1867 La construction de l'Université est décidée
Les bâtiments des Bastions que l'État a prévu de rénover ont été bâtis de 1868 à 1872

Dans l'un des premiers numéros du Journal de Genève, on pouvait lire une lettre de lecteur envoyée par Charles de Constant (1762-1835), un Genevois qui voyait plus loin que les fortifications enserrant sa ville natale. Il racontait un rêve qu'il avait fait: une personne à qui il avait rendu service autrefois aux Indes lui avait légué cinq millions de florins. De cet argent, il voulait faire profiter sa patrie.
L'un de ses projets était d'une modernité stupéfiante: «J'achèterai le pré de M. de Vincy, à Montbrillant; j'y construirai un nouveau collège, et j'y placerai les établissements d'instruction publique, que mon comité jugerait convenable d'y joindre; le reste du terrain formerait une espèce de parc, qui entourerait les bâtiments; ce sera, disais-je, la nouvelle université.»
Charles de Constant avait imaginé le campus que Genève n'aurait jamais. Comme Calvin l'avait fait en installant le Collège dans un lieu bien aéré, en bordure de la cité du XVIe siècle, l'auteur de cette lettre insolite voulait sortir les étudiants de la ville. En choisissant les Bastions pour y ériger l'Université, l'État de Genève n'allait pas si loin que le défunt Constant. De la verdure existait pourtant aux abords des futurs bâtiments, grâce à la promenade des Bastions et au Jardin botanique qui s'y trouvait encore.
Les gagnants sont dans le jury!
En 1866, un concours architectural fut organisé en vue de doter Genève des locaux nécessaires à l'instruction supérieure (Université), à la Bibliothèque publique et aux collections scientifiques appartenant à la Ville de Genève (Musée d'histoire naturelle). Le coût du bâtiment central était fixé à 700 000 fr. et celui des deux ailes à 800 000 fr. Carl Vogt et Gustave Revilliod étaient au nombre des membres de la commission organisatrice du concours. Quant au jury, il comptait notamment Francis Gindroz et Joseph Collart, deux des trois architectes qui réalisèrent finalement les bâtiments universitaires. Comment en était-on arrivé là? Réponse: aucun des projets présentés au concours n'avait eu l'heur de plaire au jury. Francis Gindroz et Joseph Collart, en collaboration avec Henri Franel, reçurent alors mandat de s'inspirer des projets non retenus (!) pour réaliser les bâtiments souhaités par l'Etat et la Ville de Genève.

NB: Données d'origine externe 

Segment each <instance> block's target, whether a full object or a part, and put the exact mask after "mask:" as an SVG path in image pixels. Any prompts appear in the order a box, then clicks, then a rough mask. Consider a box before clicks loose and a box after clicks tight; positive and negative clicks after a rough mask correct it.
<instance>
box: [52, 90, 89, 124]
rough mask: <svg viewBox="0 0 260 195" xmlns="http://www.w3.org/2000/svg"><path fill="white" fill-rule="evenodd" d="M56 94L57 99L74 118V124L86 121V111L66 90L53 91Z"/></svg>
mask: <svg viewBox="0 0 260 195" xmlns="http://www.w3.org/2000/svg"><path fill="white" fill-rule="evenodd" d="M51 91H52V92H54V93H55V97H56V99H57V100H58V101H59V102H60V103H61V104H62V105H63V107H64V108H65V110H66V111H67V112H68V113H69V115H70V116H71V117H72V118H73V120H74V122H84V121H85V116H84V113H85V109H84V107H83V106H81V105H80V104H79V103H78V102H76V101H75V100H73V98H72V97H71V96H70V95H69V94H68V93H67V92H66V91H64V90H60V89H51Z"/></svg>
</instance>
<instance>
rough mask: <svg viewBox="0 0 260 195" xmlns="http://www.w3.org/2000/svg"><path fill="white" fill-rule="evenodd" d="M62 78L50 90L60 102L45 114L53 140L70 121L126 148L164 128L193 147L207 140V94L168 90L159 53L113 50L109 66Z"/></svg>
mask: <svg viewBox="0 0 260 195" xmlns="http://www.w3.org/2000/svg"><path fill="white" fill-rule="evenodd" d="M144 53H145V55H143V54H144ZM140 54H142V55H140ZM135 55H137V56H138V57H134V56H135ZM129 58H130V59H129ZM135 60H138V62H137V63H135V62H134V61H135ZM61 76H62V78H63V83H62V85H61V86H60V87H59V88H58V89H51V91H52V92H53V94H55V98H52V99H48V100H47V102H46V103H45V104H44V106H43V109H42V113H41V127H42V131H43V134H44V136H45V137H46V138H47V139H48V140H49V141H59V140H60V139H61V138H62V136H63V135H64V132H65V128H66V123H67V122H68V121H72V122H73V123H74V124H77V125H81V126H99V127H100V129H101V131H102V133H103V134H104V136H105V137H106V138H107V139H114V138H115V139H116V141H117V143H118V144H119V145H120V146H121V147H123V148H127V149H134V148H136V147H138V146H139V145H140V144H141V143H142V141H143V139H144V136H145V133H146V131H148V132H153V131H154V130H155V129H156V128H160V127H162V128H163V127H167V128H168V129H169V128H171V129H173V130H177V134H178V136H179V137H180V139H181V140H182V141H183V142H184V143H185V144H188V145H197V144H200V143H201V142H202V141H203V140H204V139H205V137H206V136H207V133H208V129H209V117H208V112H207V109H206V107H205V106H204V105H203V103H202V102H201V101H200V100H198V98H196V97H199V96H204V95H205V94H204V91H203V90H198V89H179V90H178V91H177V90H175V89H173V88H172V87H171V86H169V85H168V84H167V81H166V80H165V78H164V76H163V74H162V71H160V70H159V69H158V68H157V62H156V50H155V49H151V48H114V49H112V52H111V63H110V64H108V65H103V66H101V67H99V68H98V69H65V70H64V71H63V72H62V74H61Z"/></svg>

Vaudois de Vevey, Henri Franel allait réaliser peu après le monument Brunswick. Francis Gindroz, Vaudois lui aussi, avait déjà œuvré au square du Mont-Blanc et à la première gare de Cornavin. Le troisième, Joseph Collart, le seul Genevois de l'équipe, avait dessiné l'Hôtel Métropole en 1864. Votée en 1867 par le Grand Conseil, la construction de l'Université de Genève commença en 1868. L'emplacement choisi pour les trois bâtiments était situé entre le bastion d'Yvoi et le bastion Bourgeois, deux vestiges des fortifications dont la démolition avait été décidée en 1849. Le chantier donnait d'un côté sur le Jardin botanique, de l'autre sur la «nouvelle route tendant de la route de Carouge à la rue Saint-Léger» (future rue De-Candolle). Le quartier de Plainpalais était encore à bâtir. Le projet définitif s'inspirait du classicisme le plus pur.
Foule de curieux
La cérémonie de la pose de la première pierre eut lieu le 31 octobre 1868, immortalisée par une photographie conservée à la Bibliothèque de Genève (voir ci-dessus). On constate que certains murs étaient déjà sortis de terre. Une foule de curieux avait envahi le chantier sur lequel flottaient les couleurs nationales.
Caractéristique bien genevoise, c'est en râlant que le professeur Henri-Frédéric Amiel inaugura les nouvelles salles de cours en avril 1872: «Mon amphithéâtre est acoustiquement déplorable. On s'y époumone sans se faire entendre.» Il ajoutait, trois jours après, dans son Journal intime: «Ce bâtiment académique m'a toujours paru devoir être mon éteignoir et mon tombeau. Aussi je m'y traîne avec mélancolie et j'en ressors avec tristesse. Bref, toute cette boutique m'est à charge.» Son vrai tombeau l'attendait en 1881.